Die ESTV kann nur ausnahmsweise über die handelsrechtlichen Anforderungen hinausgehende Aufzeichnungs‑ bzw. Aufbewahrungspflichten anordnen, und dies nur, wenn solche zusätzlichen Pflichten für die ordnungsgemässe Erhebung der Mehrwertsteuer unerlässlich sind.
“3 La maxime inquisitoire doit toutefois être relativisée par son corollaire, à savoir le devoir des parties de collaborer à l'établissement des faits (art. 13 PA), en vertu duquel celles-ci doivent notamment indiquer les moyens de preuve disponibles et motiver leur requête (art. 52 PA).

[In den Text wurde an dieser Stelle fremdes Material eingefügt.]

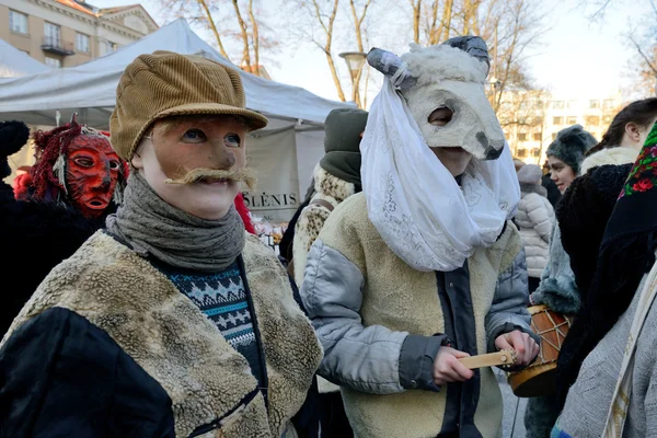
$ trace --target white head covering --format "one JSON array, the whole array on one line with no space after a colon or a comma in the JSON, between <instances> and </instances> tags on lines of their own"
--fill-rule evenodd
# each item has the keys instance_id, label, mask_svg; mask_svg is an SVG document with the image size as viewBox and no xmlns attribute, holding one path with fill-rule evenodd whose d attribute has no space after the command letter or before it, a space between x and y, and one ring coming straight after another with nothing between
<instances>
[{"instance_id":1,"label":"white head covering","mask_svg":"<svg viewBox=\"0 0 657 438\"><path fill-rule=\"evenodd\" d=\"M388 77L360 151L369 219L388 246L418 270L462 267L477 247L495 243L520 200L508 145L497 160L473 158L459 186Z\"/></svg>"}]
</instances>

En conséquence, l'autorité saisie se limite en principe aux griefs soulevés et n'examine les questions de droit non invoquées que dans la mesure où les arguments des parties ou le dossier l'y incitent (cf. ATF 135 I 91 consid. 2.1 ; ATAF 2014/24 consid. 2.2, 2012/23 consid. 4 ; Alfred Kölz et al., op. cit., p. 398 ch. 1135 s.). 2.4 La LTVA et son ordonnance d'exécution du 27 novembre 2009 (OTVA, RS 641.201) sont entrées en vigueur le 1er janvier 2010. Le présent litige porte sur la TVA relative aux quatre trimestres de l'année fiscale 2017. La LTVA et l'OTVA, dans leur version en vigueur jusqu'au 31 décembre 2017, sont seules applicables dans le cas d'espèce (cf. art. 112 et 113 LTVA). Les modifications apportées notamment à l'art. 86 al. 7 LTVA lors de la révision de cette loi le 1er janvier 2018 ne s'appliquent donc pas in casu. 2.5 A teneur de l'art. 70 al. 1 LTVA, l'assujetti doit tenir ses livres comptables et les documents pertinents conformément aux principes du droit commercial. L'AFC peut exceptionnellement fixer des obligations allant au-delà des dispositions du droit commercial si ces contraintes sont indispensables à une perception correcte de l'impôt. Selon l'alinéa 2 de l'art. 70 LTVA, l'assujetti doit conserver dûment ses livres comptables, pièces justificatives, papiers d'affaires et autres documents pertinents jusqu'à l'expiration de la prescription absolue de la créance fiscale (art. 42 al. 6). L'art. 958f du Code des obligations du 30 mars 1911 (CO, RS 220) est réservé. 2.6 En vertu de l'art. 71 al. 1 LTVA, l'assujetti est tenu de remettre spontanément le décompte de la créance fiscale à l'AFC, en la forme prescrite, dans les soixante jours qui suivent l'expiration de la période de décompte. D'après l'alinéa 2, si l'assujettissement prend fin, le délai commence à courir à partir de ce moment. L'assujetti doit acquitter la créance fiscale née pendant une période de décompte dans les soixante jours qui suivent la fin de cette période (art.”
Prüfspur: Die Nachvollziehbarkeit aller Geschäftsvorfälle ist zu gewährleisten. Die Verfolgung der Geschäftsvorfälle vom Einzelbeleg über die Buchhaltung bis zur Mehrwertsteuerabrechnung und in umgekehrter Richtung muss jederzeit und ohne Zeitverlust möglich sein (sog. lückenlose Rück‑ und Vorwärtsnachvollziehbarkeit).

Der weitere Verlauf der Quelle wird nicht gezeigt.